Figure 5: Sum of effective ranks across all tasks grows with sparsity, reflecting broader latent capacity usage.
Figure 6: Evolution of task embedding effective dimensions; each task region maintains comparable effective rank regardless of training exposure.
Notably, effective rank contractions at task boundaries echo feature-level boundary dips, pointing to structured transient compression and subsequent expansion as the network consolidates new representations.
Robustness Across Settings and Methodological Stability
Alternative architectural settings and varying bottleneck sizes yield qualitatively consistent results: sparsity reliably amplifies superposition, boundary effects persist, and retention loss is stable in low-R, high-S regions. Instability analyses confirm robustness of main interactions, albeit with some variability in SINDy coefficient selection.
Figure 7: Dynamics of superposition and representation in time for setting 2.
Figure 8: Dynamics of superposition and representation in time for setting 3.
Figure 9: Effective dimensions of tasks vs sparsity (setting 2).
Figure 10: Effective dimensions of tasks vs sparsity (setting 3).
Theoretical and Practical Implications
The findings refine the prevalent intuition that “more superposition means more forgetting.” In reality, forgetting is not determined by superposition alone—it is modulated by the interaction of representation strength, overlap, and latent capacity allocation. Key theoretical implications:
- Polysemantic representations are not intrinsically vulnerable: Their susceptibility is a function of accumulated strength and timing; strong embeddings within shared subspaces are stable.
- Capacity-aware evaluation is critical: Effective rank diagnostics alongside accuracy curves offer a multidimensional lens for retention, especially in regimes of latent pressure.
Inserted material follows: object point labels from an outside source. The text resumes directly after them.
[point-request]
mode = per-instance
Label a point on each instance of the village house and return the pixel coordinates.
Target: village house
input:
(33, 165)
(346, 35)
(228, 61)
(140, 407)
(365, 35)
Practically, these insights suggest diagnostic probes for CL: tracking retention loss in low-R/high-S(i,t)0 regions, scheduling experience replay to attenuate boundary dips, and algorithmic interventions focused on consolidating vulnerable, overlapped features.
Limitations and Future Directions
Limitations include uniform feature sparsity, disjoint task supports, polynomial-limited SINDy dynamics, and retention proxy not being directly linked to task-wise accuracy. Future work should address heterogeneous sparsity patterns, controlled feature-task overlap, richer dynamic classes (non-polynomial terms), and direct mapping of retention measures to classifier performance.
Conclusion
The paper establishes a robust toy-world framework for mechanistic analysis of representation retention in continual learning. It demonstrates that superposition arises as an economical response to sparsity-induced capacity pressure, but retention dynamics are mediated by representation strength and capacity allocation. Algorithmic recommendations include capacity-aware diagnostics and interventions tailored to vulnerable feature regimes. The operational probes—pure-feature embeddings, overlap metrics, and effective-rank traces—form a reusable basis for principled mechanistic studies in both synthetic and realistic CL benchmarks.